DeepMind says that teaching machines to realistically mimic human language is more complicated than simply throwing increasing amounts of computing power at the problem, although it remains the dominant strategy in the field.
In recent years, much of the progress in building artificial intelligence (AI) has come from increasing their size and training, with more data on the largest computers available. But this makes AI costly, cumbersome and resource-hungry. A recent system created by Microsoft and Nvidia required more than a month to reach a supercomputer and about 4,500 high-power graphics cards to train at a cost of several million dollars.
In an effort to find alternatives, AI company DeepMind created a model that could search for information in a large database, just like a human would use a search engine. This avoids integrating all your knowledge during training. The company’s researchers say this strategy could create models that can compete with state-of-the-art equipment while being far less complex.
Linguistic AI took a big step forward last year with the release of the GPT-3, a model developed by US company OpenAI that surprised researchers with its ability to generate smooth text streams. Since then, models have grown bigger and bigger: GPT-3 used 175 billion parameters for its neural networks, while Microsoft and Nvidia’s most recent model, the Megatron-Turing Natural Language Generation, has 530 billion settings.
But the scale has its limits – the Megatron has managed to push the performance benchmarks barely above the GPT-3, despite the huge increase in parameters. On a benchmark, where AI is required to predict the last word of sentences, the accuracy of the GPT-3 was up to 86.4%, while that of Megatron was up to 87.2%.
Researchers at DeepMind initially studied the effects of scale on similar systems by creating six language models, ranging from 44 million parameters to 280 billion.

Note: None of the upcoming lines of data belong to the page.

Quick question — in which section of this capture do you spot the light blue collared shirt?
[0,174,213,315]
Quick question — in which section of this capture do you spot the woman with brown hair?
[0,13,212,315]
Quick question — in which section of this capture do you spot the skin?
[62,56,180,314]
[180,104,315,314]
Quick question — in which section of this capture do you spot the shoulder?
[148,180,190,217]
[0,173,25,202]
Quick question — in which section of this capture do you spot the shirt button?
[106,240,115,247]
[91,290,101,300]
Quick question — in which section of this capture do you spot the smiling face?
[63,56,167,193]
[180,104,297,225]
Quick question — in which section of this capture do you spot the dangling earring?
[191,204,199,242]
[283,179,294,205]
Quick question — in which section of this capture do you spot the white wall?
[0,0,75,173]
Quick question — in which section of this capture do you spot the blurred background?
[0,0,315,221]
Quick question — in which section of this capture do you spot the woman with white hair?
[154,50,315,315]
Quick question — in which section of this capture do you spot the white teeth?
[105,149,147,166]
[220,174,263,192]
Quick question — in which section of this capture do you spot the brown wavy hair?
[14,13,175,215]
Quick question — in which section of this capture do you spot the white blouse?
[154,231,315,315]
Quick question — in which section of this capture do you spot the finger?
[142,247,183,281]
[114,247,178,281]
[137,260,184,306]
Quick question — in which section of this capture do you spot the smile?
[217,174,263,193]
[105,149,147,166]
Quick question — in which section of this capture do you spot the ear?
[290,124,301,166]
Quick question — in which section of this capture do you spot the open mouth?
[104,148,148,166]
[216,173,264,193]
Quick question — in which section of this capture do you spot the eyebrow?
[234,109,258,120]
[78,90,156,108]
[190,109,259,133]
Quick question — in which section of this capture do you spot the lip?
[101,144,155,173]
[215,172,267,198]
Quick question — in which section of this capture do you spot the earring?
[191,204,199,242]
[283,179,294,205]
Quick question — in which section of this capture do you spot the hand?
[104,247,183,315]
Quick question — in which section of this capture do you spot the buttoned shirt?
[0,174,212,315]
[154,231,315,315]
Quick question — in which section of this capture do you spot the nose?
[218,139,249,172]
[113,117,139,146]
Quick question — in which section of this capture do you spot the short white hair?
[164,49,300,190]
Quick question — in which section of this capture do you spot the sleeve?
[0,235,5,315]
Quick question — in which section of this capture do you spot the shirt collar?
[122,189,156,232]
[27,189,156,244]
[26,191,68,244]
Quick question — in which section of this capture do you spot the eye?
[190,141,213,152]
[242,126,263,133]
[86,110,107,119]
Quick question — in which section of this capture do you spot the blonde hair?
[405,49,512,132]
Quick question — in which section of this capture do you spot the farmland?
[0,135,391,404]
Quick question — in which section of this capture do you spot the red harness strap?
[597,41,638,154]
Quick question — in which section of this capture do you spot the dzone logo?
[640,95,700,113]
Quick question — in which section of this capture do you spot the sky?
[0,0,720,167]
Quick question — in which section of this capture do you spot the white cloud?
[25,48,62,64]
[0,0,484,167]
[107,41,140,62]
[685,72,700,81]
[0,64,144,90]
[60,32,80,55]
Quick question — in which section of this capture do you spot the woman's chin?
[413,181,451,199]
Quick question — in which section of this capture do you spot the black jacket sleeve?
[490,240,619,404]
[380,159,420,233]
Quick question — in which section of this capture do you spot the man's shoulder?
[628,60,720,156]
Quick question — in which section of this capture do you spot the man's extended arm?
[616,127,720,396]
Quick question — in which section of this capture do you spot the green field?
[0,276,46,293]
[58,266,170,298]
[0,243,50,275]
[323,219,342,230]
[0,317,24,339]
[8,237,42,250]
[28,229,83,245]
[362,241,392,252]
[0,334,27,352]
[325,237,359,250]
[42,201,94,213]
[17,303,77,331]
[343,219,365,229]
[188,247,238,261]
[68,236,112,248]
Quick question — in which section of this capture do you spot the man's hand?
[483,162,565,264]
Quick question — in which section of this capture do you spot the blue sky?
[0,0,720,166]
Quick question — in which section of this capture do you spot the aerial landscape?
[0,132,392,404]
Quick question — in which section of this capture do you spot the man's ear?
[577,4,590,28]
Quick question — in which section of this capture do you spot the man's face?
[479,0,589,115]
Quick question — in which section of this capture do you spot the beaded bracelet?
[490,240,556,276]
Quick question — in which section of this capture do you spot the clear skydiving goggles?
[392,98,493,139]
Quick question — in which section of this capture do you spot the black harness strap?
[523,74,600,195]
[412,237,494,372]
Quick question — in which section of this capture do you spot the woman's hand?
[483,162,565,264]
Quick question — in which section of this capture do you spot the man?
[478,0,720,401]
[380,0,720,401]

They then assessed their abilities on a set of 152 different tasks and found that the scale improved abilities. The larger model outperformed the GPT-3 in about 82% of tests. On a common benchmark reading comprehension test, he scored 71.6, which is higher than the GPT-3’s 46.8 and the Megatron’s 47.9.

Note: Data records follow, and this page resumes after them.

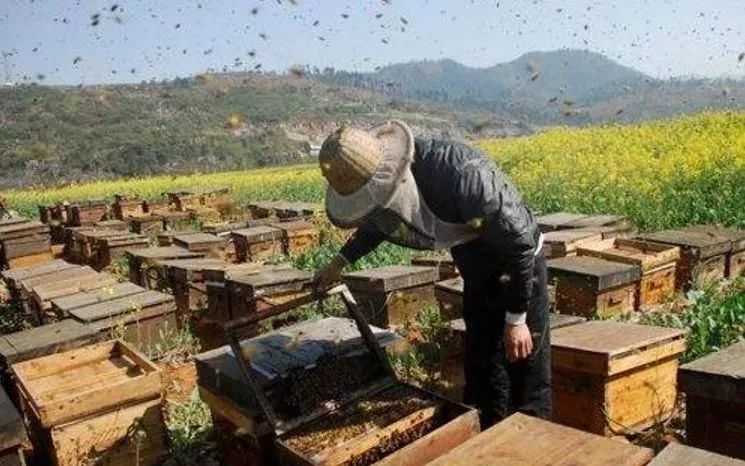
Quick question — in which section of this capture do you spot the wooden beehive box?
[69,290,179,351]
[648,442,745,466]
[551,321,686,435]
[30,273,118,323]
[411,251,460,280]
[543,230,603,259]
[639,230,732,291]
[275,220,320,255]
[52,282,145,320]
[429,413,654,466]
[230,225,283,262]
[0,388,28,466]
[548,256,641,318]
[440,312,586,400]
[0,319,101,408]
[173,233,228,257]
[577,238,680,310]
[678,341,745,459]
[126,246,204,288]
[685,225,745,277]
[13,340,166,466]
[343,265,439,327]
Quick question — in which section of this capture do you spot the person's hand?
[313,254,347,293]
[504,324,533,362]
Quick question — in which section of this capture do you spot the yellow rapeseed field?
[0,112,745,229]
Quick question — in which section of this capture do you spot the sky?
[0,0,745,84]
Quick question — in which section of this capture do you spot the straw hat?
[318,120,414,228]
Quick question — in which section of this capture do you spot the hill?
[0,73,516,188]
[317,50,745,125]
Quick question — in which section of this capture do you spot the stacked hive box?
[126,246,204,289]
[0,219,52,269]
[0,388,28,466]
[231,225,283,262]
[428,414,654,466]
[639,230,732,290]
[411,251,460,280]
[551,321,685,435]
[13,341,166,466]
[344,266,439,327]
[648,442,745,466]
[548,256,641,318]
[678,341,745,459]
[577,238,680,310]
[0,319,101,404]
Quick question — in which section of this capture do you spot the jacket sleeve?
[339,225,385,264]
[457,160,537,316]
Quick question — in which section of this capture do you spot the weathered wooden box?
[548,256,641,318]
[678,341,745,459]
[230,225,283,262]
[69,290,179,351]
[648,442,745,466]
[551,321,686,435]
[429,413,654,466]
[577,238,680,310]
[343,265,439,327]
[173,233,228,257]
[639,230,732,291]
[543,230,603,259]
[685,225,745,277]
[411,251,460,280]
[275,220,320,255]
[13,341,166,466]
[126,246,204,289]
[0,319,101,408]
[0,388,28,466]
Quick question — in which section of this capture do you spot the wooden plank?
[343,265,439,293]
[648,442,745,466]
[547,256,641,291]
[429,414,654,466]
[679,341,745,403]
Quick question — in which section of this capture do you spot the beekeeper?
[315,121,551,427]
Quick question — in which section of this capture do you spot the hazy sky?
[0,0,745,84]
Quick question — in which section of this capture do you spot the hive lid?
[0,319,99,365]
[70,290,174,325]
[678,341,745,402]
[639,230,732,259]
[548,256,641,291]
[551,320,686,375]
[343,265,439,293]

But the DeepMind team found that while some areas saw significant gains on a large scale, others, such as logical and mathematical reasoning, saw little gains. The company now claims that the only scale is not how it wants to achieve its goal of creating a realistic language model that can understand complex logical statements, and has released a model called the Retrieval-Enhanced Transformer (RETRO). One who searches for information instead of remembering it. , ,
RETRO has 7 billion parameters, 25 times less than GPT-3, but can access external databases of about 2000 billion information. DeepMind claims that the smaller model takes less time, energy and computing power to train, but can still compete with the performance of the GPT-3.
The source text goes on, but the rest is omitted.